Friday, March 27, 2009

My dog is a goat, and other discoveries

Spending time in the hospital plays havoc on one's ability to sleep soundly. It makes sense, really - a few weeks of someone tiptoeing into your room in the dead of night, putting unknown substances into a tube in your arm, with you to jerk awake when the cold hits your vein...Needless to say, I jump awake at the slightest noise.



About a year ago, I sent away for a box of Nascar-approved foam earplugs. You pinch them until they fit into the narrow of your ear, and they expand, creating a lovely, pillowy buffer between you and the outside world.



The trouble? Truman really, really likes these earplugs. Especially if they're recently used.



I came home from work one day, and made the discovery: Trumie had gotten onto my bed, leaned over onto my bookshelf, and helped himself to not one of the cellophane-wrapped packages of two earplugs, but six packages. Wrappers were strewn across my room.



"TrumieRoomieRoom! What are you doing! Where did you hide Mommie's earplugs?"

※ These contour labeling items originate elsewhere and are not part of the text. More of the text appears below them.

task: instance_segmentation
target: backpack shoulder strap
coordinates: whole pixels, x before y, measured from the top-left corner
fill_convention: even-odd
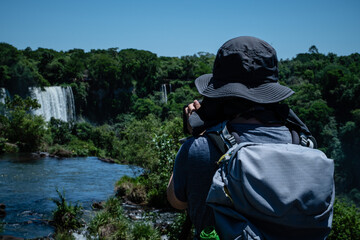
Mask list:
[[[223,128],[217,131],[208,131],[206,135],[216,148],[222,153],[226,153],[231,147],[238,142],[238,135],[230,133],[226,124],[223,124]]]

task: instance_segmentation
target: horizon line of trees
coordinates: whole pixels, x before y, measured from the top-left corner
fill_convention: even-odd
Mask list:
[[[0,88],[25,97],[29,86],[71,86],[78,115],[97,124],[124,127],[130,115],[140,120],[149,114],[171,121],[201,97],[194,79],[212,72],[214,59],[204,52],[157,57],[136,49],[33,51],[0,43]],[[325,55],[311,46],[279,61],[279,79],[296,92],[286,103],[335,159],[338,191],[360,202],[360,54]],[[160,101],[164,83],[172,86],[167,104]]]

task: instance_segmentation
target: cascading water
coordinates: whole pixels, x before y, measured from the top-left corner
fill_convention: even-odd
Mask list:
[[[29,89],[32,98],[37,99],[41,107],[33,111],[44,116],[46,121],[51,117],[65,122],[75,120],[75,103],[71,87],[45,87]]]
[[[10,97],[9,91],[6,88],[0,88],[0,103],[5,104],[6,97]]]
[[[160,92],[161,92],[161,101],[163,103],[167,103],[167,90],[166,90],[166,84],[161,84],[161,89],[160,89]]]

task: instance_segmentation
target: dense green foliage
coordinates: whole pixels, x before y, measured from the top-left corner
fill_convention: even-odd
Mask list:
[[[66,233],[82,226],[80,219],[82,207],[78,204],[72,205],[65,199],[65,193],[56,190],[59,199],[53,199],[56,209],[53,211],[53,225],[57,233]]]
[[[336,199],[329,240],[360,239],[360,210],[344,199]]]
[[[96,214],[89,230],[92,234],[98,235],[99,239],[160,239],[159,232],[149,222],[132,223],[127,219],[117,198],[107,200],[105,209]]]
[[[164,206],[178,140],[184,137],[181,110],[199,98],[194,79],[211,72],[214,58],[208,53],[157,57],[148,51],[116,48],[18,50],[1,43],[0,88],[22,98],[7,101],[7,114],[0,116],[0,152],[41,149],[139,165],[145,174],[120,180],[119,196]],[[308,125],[319,148],[335,160],[337,194],[359,204],[360,54],[324,55],[311,46],[308,53],[280,60],[279,77],[296,92],[286,103]],[[163,84],[167,102],[161,97]],[[28,87],[49,85],[71,86],[78,118],[86,121],[45,123],[31,115],[37,104],[25,98]],[[355,208],[341,204],[336,204],[333,230],[339,239],[345,229],[340,217],[359,219]]]

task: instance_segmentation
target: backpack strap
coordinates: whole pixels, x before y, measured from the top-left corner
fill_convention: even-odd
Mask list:
[[[230,133],[226,124],[223,124],[223,128],[218,131],[209,131],[206,132],[206,135],[211,140],[211,142],[217,147],[217,149],[222,153],[226,153],[232,146],[234,146],[239,139],[239,136],[234,136],[234,133]]]

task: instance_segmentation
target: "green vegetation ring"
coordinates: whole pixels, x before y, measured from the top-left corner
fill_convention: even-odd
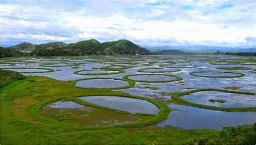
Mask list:
[[[120,67],[119,68],[113,68],[111,67],[114,67],[114,66],[118,66]],[[102,70],[125,70],[125,69],[129,69],[131,68],[131,67],[130,66],[114,66],[113,65],[110,65],[110,66],[107,66],[105,67],[102,67],[99,68],[99,69],[102,69]]]
[[[73,82],[73,86],[76,87],[81,87],[78,86],[76,86],[76,84],[78,81],[81,80],[95,80],[95,79],[106,79],[106,80],[120,80],[124,81],[127,81],[129,83],[129,85],[126,86],[120,87],[113,87],[113,88],[93,88],[93,89],[100,89],[101,90],[111,90],[111,89],[126,89],[129,88],[134,87],[136,85],[135,81],[132,80],[125,80],[125,79],[116,79],[116,78],[86,78],[86,79],[78,79],[74,80]],[[83,87],[82,87],[83,88]]]
[[[227,71],[237,71],[237,70],[252,70],[252,68],[245,67],[216,67],[218,70],[223,70]]]
[[[82,126],[80,125],[71,125],[68,123],[66,123],[62,121],[58,121],[57,120],[55,120],[53,119],[45,117],[43,116],[43,115],[41,113],[41,108],[43,108],[45,105],[47,105],[48,104],[51,102],[55,102],[58,100],[62,100],[62,99],[69,100],[70,101],[73,101],[76,103],[82,104],[83,105],[92,106],[95,108],[100,107],[102,109],[110,109],[113,111],[115,111],[116,109],[112,109],[111,108],[109,108],[109,107],[102,107],[101,106],[98,106],[95,104],[92,104],[85,101],[76,98],[77,97],[80,97],[80,96],[96,96],[96,95],[118,96],[120,96],[120,97],[126,97],[126,98],[130,98],[146,100],[153,103],[156,106],[157,106],[157,107],[159,109],[159,112],[154,118],[145,120],[145,121],[135,122],[132,122],[132,123],[130,123],[104,125],[104,126],[86,126],[86,127]],[[119,110],[116,110],[116,111],[119,111]],[[119,111],[122,112],[121,111]],[[125,94],[124,93],[120,93],[118,92],[117,92],[117,93],[110,92],[110,93],[103,93],[91,94],[86,94],[85,95],[80,95],[79,96],[68,96],[58,97],[58,98],[55,98],[53,99],[48,99],[46,100],[42,101],[38,103],[37,103],[36,105],[30,108],[30,111],[29,111],[29,113],[31,115],[31,116],[36,118],[36,119],[43,121],[44,122],[48,122],[50,124],[56,123],[56,124],[59,124],[59,125],[68,125],[70,126],[76,126],[78,128],[82,127],[82,128],[83,128],[84,129],[105,129],[105,128],[117,128],[117,127],[124,128],[124,127],[146,126],[149,126],[151,125],[156,124],[167,119],[170,112],[171,112],[171,108],[170,108],[168,106],[165,105],[163,105],[160,102],[151,99],[150,98],[139,96],[131,95],[130,94]]]
[[[43,71],[43,72],[18,72],[19,73],[48,73],[48,72],[53,72],[55,71],[50,68],[32,68],[32,67],[8,67],[8,68],[0,68],[1,70],[7,70],[7,69],[36,69],[36,70],[47,70],[48,71]],[[15,71],[14,70],[11,70]]]
[[[137,76],[137,75],[160,75],[160,76],[168,76],[168,77],[174,77],[176,79],[174,80],[165,80],[165,81],[146,81],[146,80],[134,80],[131,79],[129,79],[129,77],[131,76]],[[180,81],[183,80],[183,78],[179,77],[176,75],[171,75],[171,74],[147,74],[147,73],[143,73],[143,74],[130,74],[124,76],[123,79],[124,80],[127,80],[129,81],[134,81],[136,82],[149,82],[149,83],[159,83],[159,82],[169,82],[175,81]]]
[[[198,73],[232,73],[237,74],[238,75],[235,76],[207,76],[207,75],[199,75],[196,74]],[[237,72],[214,72],[214,71],[201,71],[201,72],[193,72],[189,73],[190,75],[197,77],[203,77],[203,78],[240,78],[245,75],[245,74],[242,73]]]
[[[180,69],[176,69],[176,70],[174,71],[153,71],[153,72],[149,72],[149,71],[145,71],[145,70],[149,70],[149,69],[156,69],[156,70],[158,70],[158,69],[164,69],[162,67],[151,67],[151,68],[143,68],[143,69],[140,69],[137,71],[138,72],[143,72],[143,73],[165,73],[165,72],[179,72],[180,71]]]
[[[171,66],[169,66],[169,65],[159,65],[160,67],[166,67],[166,68],[194,68],[196,67],[197,66],[196,65],[175,65],[175,64],[171,64]],[[175,67],[174,66],[179,66],[178,67]]]
[[[79,73],[79,72],[86,71],[115,71],[116,72],[113,73]],[[123,73],[125,72],[124,71],[122,70],[106,70],[106,69],[89,69],[89,70],[83,70],[78,71],[74,72],[74,74],[78,74],[78,75],[111,75],[111,74],[119,74],[119,73]]]
[[[131,64],[129,65],[122,65],[122,64]],[[138,65],[137,65],[138,64]],[[142,67],[142,66],[149,66],[152,65],[151,64],[139,64],[139,63],[120,63],[120,64],[113,64],[113,66],[127,66],[127,67]]]
[[[0,63],[0,67],[1,66],[9,66],[15,65],[14,64],[8,64],[8,63]]]
[[[55,66],[47,66],[50,65],[62,65],[65,64],[65,65],[55,65]],[[77,64],[40,64],[39,65],[39,66],[43,67],[66,67],[66,66],[77,66],[79,65]]]
[[[195,90],[191,90],[184,92],[180,93],[173,93],[172,95],[172,99],[177,101],[179,103],[181,103],[184,105],[191,106],[193,107],[205,108],[207,109],[212,110],[218,110],[221,111],[227,111],[227,112],[246,112],[246,111],[256,111],[256,107],[234,107],[234,108],[224,108],[224,107],[218,107],[212,106],[204,105],[198,103],[192,103],[189,101],[187,101],[184,99],[183,99],[180,98],[181,96],[188,95],[193,93],[196,93],[198,92],[202,91],[218,91],[226,93],[236,93],[240,94],[246,94],[246,95],[255,95],[255,93],[251,92],[238,92],[233,91],[230,90],[225,90],[225,89],[213,89],[213,88],[205,88],[205,89],[199,89]]]

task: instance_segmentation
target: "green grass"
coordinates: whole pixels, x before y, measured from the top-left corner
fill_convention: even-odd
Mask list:
[[[0,69],[0,88],[12,82],[25,79],[25,77],[19,73]]]
[[[181,144],[190,139],[212,136],[219,133],[212,129],[152,130],[148,128],[131,132],[130,129],[137,130],[139,126],[165,119],[170,108],[149,98],[107,89],[75,87],[73,83],[43,77],[26,77],[25,79],[1,89],[1,144]],[[99,128],[71,125],[41,114],[40,108],[51,101],[65,98],[77,100],[74,97],[93,95],[145,99],[158,106],[161,111],[153,120]],[[130,130],[126,129],[128,127]]]

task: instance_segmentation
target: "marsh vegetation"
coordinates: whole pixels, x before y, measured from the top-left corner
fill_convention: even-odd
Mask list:
[[[255,62],[203,55],[4,58],[1,143],[255,143]]]

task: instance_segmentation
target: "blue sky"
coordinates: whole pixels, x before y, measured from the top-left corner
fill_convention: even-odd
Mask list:
[[[22,42],[256,46],[255,1],[2,1],[0,45]]]

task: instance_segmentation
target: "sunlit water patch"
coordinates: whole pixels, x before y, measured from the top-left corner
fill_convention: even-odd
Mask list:
[[[129,112],[131,113],[157,114],[159,109],[146,100],[115,96],[93,96],[79,99],[107,107]]]
[[[224,127],[252,124],[256,122],[255,112],[223,112],[171,104],[168,119],[158,126],[183,129],[218,129]]]
[[[58,101],[50,103],[42,108],[42,113],[46,117],[83,126],[129,123],[153,118],[152,115],[137,116],[94,108],[71,101]]]
[[[256,107],[255,95],[240,94],[218,91],[204,91],[180,96],[181,98],[195,103],[219,107]],[[210,100],[224,100],[225,102],[211,102]]]
[[[125,81],[102,79],[80,80],[76,84],[76,86],[84,88],[117,88],[129,85]]]
[[[138,75],[130,76],[130,79],[134,81],[172,81],[177,79],[176,78],[167,75],[155,75],[142,74]]]

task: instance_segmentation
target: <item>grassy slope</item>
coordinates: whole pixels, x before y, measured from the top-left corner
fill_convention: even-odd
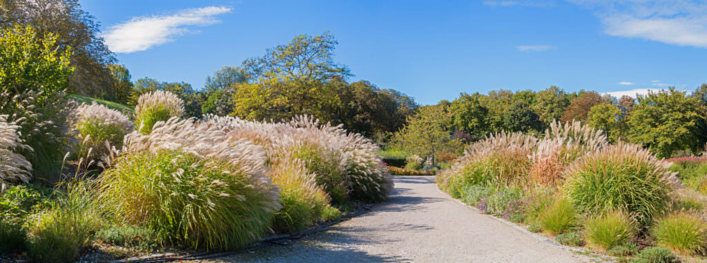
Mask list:
[[[133,108],[132,106],[127,106],[127,105],[121,104],[117,103],[117,102],[109,102],[109,101],[103,100],[103,99],[94,99],[94,98],[92,98],[92,97],[85,97],[85,96],[81,96],[81,95],[73,95],[72,94],[72,95],[69,95],[68,97],[71,99],[74,99],[74,100],[76,100],[76,102],[78,102],[78,104],[86,103],[86,104],[90,104],[93,103],[93,102],[96,102],[98,104],[105,105],[108,108],[115,109],[115,110],[118,111],[122,111],[123,110],[123,109],[127,109],[128,111],[130,111],[130,112],[135,112],[135,109],[134,108]]]

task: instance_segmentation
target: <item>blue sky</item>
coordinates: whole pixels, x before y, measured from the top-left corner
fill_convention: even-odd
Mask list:
[[[329,30],[350,80],[423,104],[498,89],[618,95],[707,82],[707,4],[606,2],[81,1],[134,80],[201,88],[222,66]]]

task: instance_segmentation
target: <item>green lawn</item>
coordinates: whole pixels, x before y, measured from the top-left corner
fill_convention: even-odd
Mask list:
[[[135,112],[135,108],[129,106],[127,106],[127,105],[121,104],[117,103],[117,102],[109,102],[109,101],[103,100],[103,99],[94,99],[94,98],[92,98],[92,97],[90,97],[81,96],[81,95],[74,95],[74,94],[72,94],[72,95],[69,95],[68,97],[69,99],[74,99],[74,100],[75,100],[76,102],[78,102],[79,104],[86,103],[87,104],[90,104],[93,102],[96,102],[98,104],[105,105],[108,108],[115,109],[115,110],[118,111],[122,111],[123,109],[127,109],[128,111],[130,111],[131,113],[134,113]]]

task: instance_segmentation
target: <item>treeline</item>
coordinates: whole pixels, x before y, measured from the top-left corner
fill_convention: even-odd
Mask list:
[[[447,116],[437,118],[439,126],[445,134],[453,133],[452,139],[464,141],[501,131],[542,137],[555,120],[576,120],[603,130],[612,142],[641,144],[658,157],[696,155],[707,142],[706,94],[705,84],[691,93],[670,87],[636,99],[593,91],[567,92],[555,86],[537,92],[493,90],[488,94],[462,93],[453,101],[421,109],[411,120],[441,108]]]

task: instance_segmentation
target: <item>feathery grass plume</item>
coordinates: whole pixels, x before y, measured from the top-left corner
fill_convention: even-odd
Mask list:
[[[150,133],[158,121],[184,115],[184,101],[170,92],[157,90],[140,95],[135,106],[138,129],[144,134]]]
[[[440,188],[460,197],[467,185],[526,187],[530,155],[537,139],[521,133],[501,133],[471,145],[464,155],[438,176]]]
[[[335,202],[347,196],[364,201],[385,199],[392,189],[378,146],[359,134],[347,134],[341,126],[322,124],[308,116],[288,123],[250,122],[207,115],[209,122],[228,133],[230,140],[248,138],[262,145],[271,161],[298,159]]]
[[[329,204],[329,195],[317,185],[315,174],[308,172],[301,161],[279,161],[269,174],[280,188],[282,209],[273,220],[276,231],[302,231],[317,221],[334,219],[340,214]]]
[[[650,235],[658,245],[681,254],[707,252],[707,221],[693,212],[679,211],[660,218]]]
[[[530,178],[536,183],[561,184],[562,173],[569,164],[609,144],[601,130],[574,121],[563,124],[554,121],[545,130],[532,154]]]
[[[672,186],[679,184],[670,166],[640,145],[619,142],[570,165],[562,190],[583,212],[636,213],[645,225],[665,209]]]
[[[83,161],[86,163],[98,164],[110,157],[112,147],[120,149],[123,137],[134,128],[130,119],[120,111],[95,103],[79,106],[74,118],[74,127],[81,142],[76,147],[76,155],[86,157]]]
[[[7,122],[6,115],[0,115],[0,192],[5,191],[6,183],[28,183],[32,178],[32,164],[13,152],[32,149],[20,139],[19,128],[14,122]]]

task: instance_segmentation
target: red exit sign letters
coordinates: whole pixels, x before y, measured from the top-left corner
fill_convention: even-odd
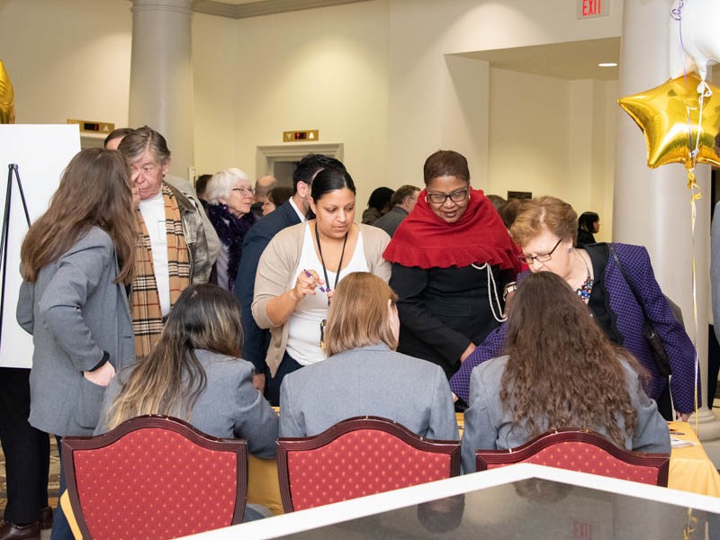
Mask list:
[[[610,0],[578,0],[578,19],[607,17]]]

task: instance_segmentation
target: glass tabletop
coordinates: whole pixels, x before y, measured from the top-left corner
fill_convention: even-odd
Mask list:
[[[529,478],[282,537],[705,539],[720,538],[719,518],[673,504]],[[706,536],[706,526],[717,536]]]

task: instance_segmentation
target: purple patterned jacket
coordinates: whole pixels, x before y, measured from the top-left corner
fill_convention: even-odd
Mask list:
[[[670,356],[672,368],[670,394],[674,409],[678,412],[692,412],[695,410],[695,346],[682,325],[675,320],[662,291],[655,281],[647,249],[642,246],[629,244],[613,244],[613,247],[625,273],[633,281],[635,289],[642,296],[645,310],[655,324]],[[518,276],[518,284],[521,283],[523,275],[521,274]],[[657,400],[665,390],[667,379],[658,370],[644,337],[643,310],[612,256],[608,261],[603,281],[596,284],[604,288],[606,298],[609,298],[609,308],[615,315],[616,327],[623,336],[623,346],[629,350],[651,374],[650,381],[644,385],[645,392],[648,396]],[[470,397],[470,374],[472,369],[482,362],[501,356],[507,330],[505,324],[493,330],[482,345],[468,356],[460,370],[450,380],[453,392],[466,403]],[[699,407],[702,404],[699,377],[698,392]]]

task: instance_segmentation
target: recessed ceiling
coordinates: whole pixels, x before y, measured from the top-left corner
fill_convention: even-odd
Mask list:
[[[620,62],[620,38],[589,40],[467,52],[458,56],[490,62],[491,68],[544,75],[569,80],[617,80],[619,68],[598,68],[600,62]]]
[[[193,0],[193,11],[230,19],[246,19],[356,2],[367,0]]]

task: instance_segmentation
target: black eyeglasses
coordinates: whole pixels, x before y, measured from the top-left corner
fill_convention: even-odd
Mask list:
[[[530,265],[532,265],[535,261],[537,261],[538,263],[546,263],[551,258],[553,258],[553,252],[555,249],[557,249],[557,247],[560,246],[560,242],[562,242],[562,238],[560,238],[557,241],[557,244],[555,244],[555,247],[553,248],[553,249],[550,250],[550,253],[544,253],[542,255],[536,255],[535,256],[526,256],[526,255],[521,255],[518,258],[520,259],[520,261],[522,261],[523,263],[526,264],[528,266]]]
[[[239,192],[241,195],[254,195],[255,190],[252,187],[231,187],[230,191]]]
[[[462,191],[453,192],[452,194],[431,194],[428,192],[427,197],[428,201],[433,204],[445,204],[445,202],[448,199],[453,202],[462,202],[467,199],[468,191],[467,189],[464,189]]]

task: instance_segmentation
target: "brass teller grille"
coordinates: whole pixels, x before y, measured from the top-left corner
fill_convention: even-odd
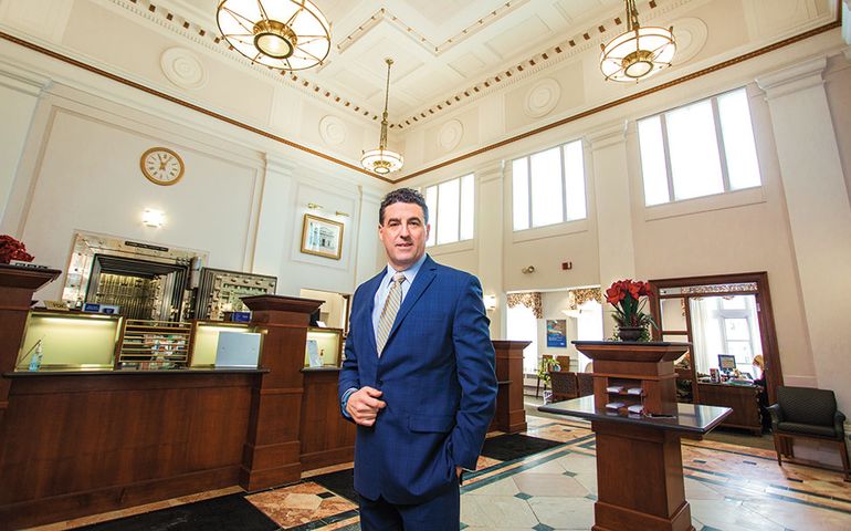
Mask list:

I looked under the bed. I looked under the dresser. I looked in every conceivable hiding place that a dog with 3 inch legs might use.



Realization dawned.



Then fear. Truman weighs eight pounds. He's a tiny little man. Twelve foam earplugs could go a long way toward stopping up the little guy.



My dog's stomach, it turns out, is really a goat's stomach. For the next two days, his poopie was surprisingly weightless, consisting of little more than brown-covered earplugs, completely intact earplugs mind you, attached end-to-end by his digestive matter.



This is not the grossest culinary treat he partakes of, I am sorry to say. He doesn't go so far as to engage in coprophagia (it means "eating one's own feces." "Coprophagia" sounds neater). He does enjoy the Kitty Roca, however.


I scoop. And I scoop, and I scoop. But my scooper is not as quick as my cats' poopers, and Truman is on the scent! I see him raise his nose, sniff, and sneak off toward the litter box. I race after him. "Truuuuumie!" I catch up to him, of course, but not before he's got a mouthful, and face it, who is going to wrestle that out of a dog's mouth?



My coworkers told me about some pills that you can feed your cat to make it's poo not taste so good.



There's just really nothing to say about that, is there?